Mango man over the broom
It wasn’t the Modi juggernaut but a fledgling AAP that took Delhi by a storm, all to the credit of a vibrant democracy
Souzeina Mushtaq Delhi
For 50-year-old Seema, a domestic worker in Delhi, the results of the Delhi Assembly elections meant a great deal. All her life, she had voted for the Bharatiya Janata Party (BJP) but this year, she decided to vote for the Aam Aadmi Party (AAP). As the counting started on Sunday morning, Seema was glued to the television set, eager about the outcome. The results sent the Congress on a downward spiral after a 15-year rule, managing to win only eight seats. The BJP was the biggest gainer, winning 32 seats in the 70-member assembly. But it was the spectacular debut of AAP that brought a cheer to Seema. The AAP had managed to bag 28 seats, with party chief Arvind Kejriwal routing the three-time Delhi Chief Minister Sheila Dikshit from her own New Delhi constituency by a margin of 25,864 votes. Though the AAP trailed behind in Seema’s own Paalam area, she was happy that it had managed a sizeable tally. When asked why she voted for AAP, Seema, an illiterate mother of five, quipped, “There was an AAP wave and I decided to go for it.”

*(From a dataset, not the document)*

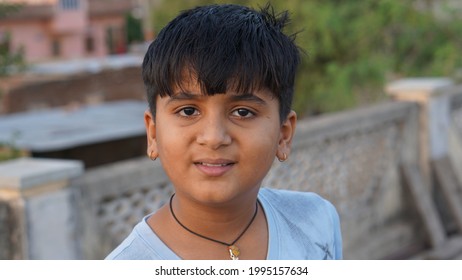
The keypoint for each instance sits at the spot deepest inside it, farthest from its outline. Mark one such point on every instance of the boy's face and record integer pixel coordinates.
(217, 149)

Barely a year old, the AAp was an outcome of the 2011 anti-corruption churning, called India Against Corruption, and helmed by the likes of Kejriwal. They had been demanding to draft a Jan Lokpal bill, an independent body to investigate corruption cases. The government employee-turned-activist-turned-politician Kejriwal decided to politicize the movement and formally launch his party after his differences with social activist Anna Hazare. Since then, the party has been trying to reach the common man with the promise of Swaraj (self-rule), brandishing the party's election symbol, the broom, to “sweep out the rubbish that has accumulated over the decades.” Though ridiculed by rivals and critics, the 45-year-old Kejriwal was not deterred, even saying, “If politics is dirty, you can clean it up only by dirtying your hands.”
Nearly 12 million Delhi residents voted to send representatives to the 70-member Delhi Assembly. While some analysts were skeptical of AAP’s prospects, and while some called them a “spoilsport” party, the AAP shocked everyone by its remarkable performance. The BJP state president Vijay Goel admitted surprise at their win, “We always thought of AAP as competition and we were expecting it to get double digit seats but this is surprising,” he told the media. “We have done all the hard work in Delhi in the last 15 years but now AAP is reaping the benefits,” he added.
With no clear majority to any party, and AAP ruling out an alliance with either the BJP or Congress, a hung assembly is being predicted in Delhi. Some analysts are also refuting the ‘Modi wave’. “The BJP’s wins in Madhya Pradesh and Rajasthan were predictable. We have seen the trend in the past years. If there was any Modi wave, it should have reaped good results in Delhi and Chhattisgarh, but the BJP has not been able to get clear majority,” said an observer, adding, “There is a desperate need for a third front at the National level.”